Tatsächlich können sie. Im Juli kündigte Samsung SDI, die Display-Tochter des Unternehmens, an, im nächsten Jahr eine Standard-CRT für einen 32-Zoll-Fernsehbildschirm einzuführen, der nur 14 Zoll tief ist, also halb so tief wie bestehende Bildröhren. Fernseher mit der neuen Vixlim-Röhre, so versprach das Unternehmen, werden von zwei Fuß auf 15 Zoll schrumpfen; Sie werden auch eine bessere Bildqualität als Plasma- oder Flüssigkristalldisplays haben und bis zu einem Drittel billiger sein. Bis Ende 2005, prognostiziert Samsung SDI, werden die neuen Röhren in jedem großen Standardfernseher sein, den es herstellt. Standard-Bildröhren werden laut Firmenvertreter Lee in eine neue Boomphase eintreten.

Auf die Frage nach dem neuen Samsung CRT stößt Kim ein gespieltes Stöhnen aus. Sie seien sehr gute Forscher, sagt er. Wenn Feldemissionsdisplays dreimal so viel kosten wie CRTs und nur etwas dünner sind, räumt er ein, werde sie niemand kaufen. Dennoch glaubt er, dass das Unternehmen als Ganzes gewinnen wird, wenn es seine Wetten abdeckt.

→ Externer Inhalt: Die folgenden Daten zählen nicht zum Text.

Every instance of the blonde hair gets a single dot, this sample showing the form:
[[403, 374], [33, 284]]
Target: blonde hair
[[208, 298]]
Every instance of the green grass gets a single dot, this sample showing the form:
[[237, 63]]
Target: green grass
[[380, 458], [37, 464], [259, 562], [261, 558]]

Ebenso der Verbraucher, der sich über stetig fallende Preise freuen wird. Nach Kims Ansicht werden sich Feldemissionsdisplays irgendwann durchsetzen und zum Vorreiter einer herannahenden Welle nanotechnologischer Produkte werden. Aber das Rennen wird viel enger sein, als es die nachfolgenden Geschäftsgeschichten vermuten lassen.